六月的西和州,炎热难当。
大白天的官道上几乎没有行人,即使碰见几个,也都坐在路边大树下,摇着竹篾扇纳凉,或者望着没有一丝云彩的天空发愁。安丙一行人车顶着烈日行进,没有人喊热,也没人喊渴,就连军容都跟刚出发一般,没有因为天气的原因而有任何变化。严明的军纪,让东门搭着凉棚守门的兵丁都感到不可思议。
城里也一样酷热。石砌街道发着干巴巴的白光,商铺高悬的牌匾每一个字都晃眼。偶尔一辆独轮车路过,碌碌的声音听来十分刺耳,而小贩的吆喝却显得有气无力。屋檐下的黑狗伸出长长的红色头,只顾一个劲地喘气,见了路人都懒得叫唤。
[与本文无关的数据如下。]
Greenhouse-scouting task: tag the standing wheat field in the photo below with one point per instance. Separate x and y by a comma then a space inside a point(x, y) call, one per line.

在拉车的马匹都张大了鼻孔喘得厉害的炎热天气里,安丙率车队行走在大街上,自然引来了那些藏在屋内好奇的目光。他们大多为这支不上百人的小分队有着如此严明的纪律感到好奇。
“这不是城里的驻军。”他们说,“城里的驻军没有这支部队精神。”
就算只给五十个兵丁,也能带得有模有样的,这就是安丙。安丙不是军人,却有治军的天赋。
到达西和州驻军军械库,安丙交割了装备,提出要见驻军踏白军统制王喜。军械库仓官自然点头答应,并亲自带路,将安丙引到了王喜的中军帐。
王喜的中军帐设在离州衙不远处的一座大宅院里。宅子比吴曦设在河池的大帅府恢宏得多,气派得多。院门外有一个小队的兵丁把守,院内除了三步一岗,五步一哨之外,还有流动哨,每隔盏茶工夫便有兵丁巡逻至大门口。安丙感慨,别看王喜只是个统制,这庭院的规模和戒备森严的程度,简直比吴曦都牛!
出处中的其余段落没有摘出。